Referrals are encouraged from any source, and from anyone who is experiencing changes in cognition. Within the surgery primary care vascular databases are screened for patients with cognitive decline, as well as other screening tools regularly used at the surgery.

What has been achieved?
The Service was developed by GP Ian Greaves who received the 2010 GP enterprise award for his work. Since its launch the service has reduced the diagnosis period from the national average of three years, to four weeks. Since its launch it is estimated the service has saved the NHS around £400,000 a year, mainly from a reduction is excess bed days.

The benefits of this approach include:

  • An increase in the detection of dementia from 11 out of 60 (expected prevalence) to 60/60
  • A proactive approach which has enabled most people to stay independent in their own home (only 2 out of 80 admitted to institutional care)
  • Reduction in the time taken to diagnose dementia
  • A patient held social and medical care plan facilitates hospital admission. This reduces excess bed days as it is easier to upgrade a social care plan than create a new one in hospital
  • Consultants able to generate a more holistic assessment
  • Medicines are reviewed by a pharmacist

For Stafford and surrounding districts the Mental health Expenditure on old age Psychiatry was 31% of the expenditure on services for working age adults, for Gnosall the expenditure was only 5% a saving of £115,560,00.

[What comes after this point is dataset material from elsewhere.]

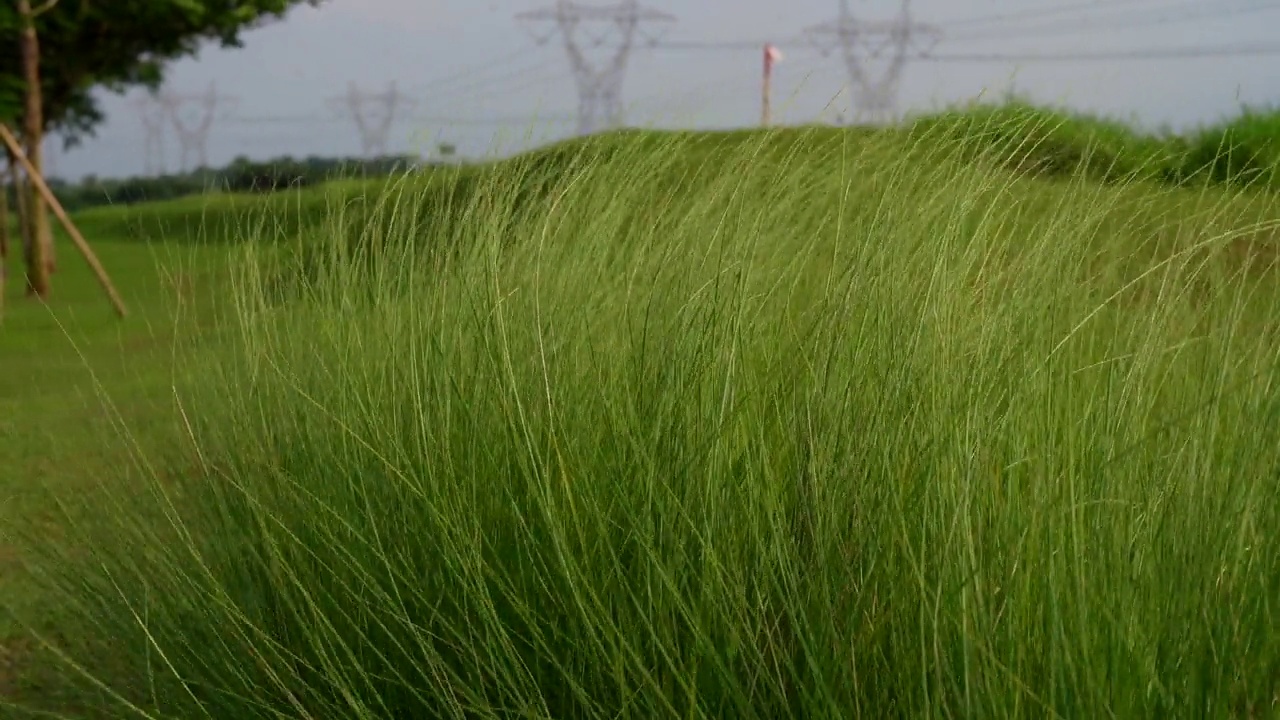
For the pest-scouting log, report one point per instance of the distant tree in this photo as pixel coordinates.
(55, 53)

NHS South Staffordshire has rolled out the Gnosall model across the PCT area and launched the Staffordshire Memory Services in 2010/11. Memory clinics are provided, based in primary care in 10 GP surgeries, one extra care housing scheme and two local authority day centres. In July 2011 there were 13 clinics and plans to expand into more surgeries as the service picks up.

Integral to this is the dementia adviser service commissioned from the Alzheimer Society and the training for informal carers from another third sector organisation, Approach.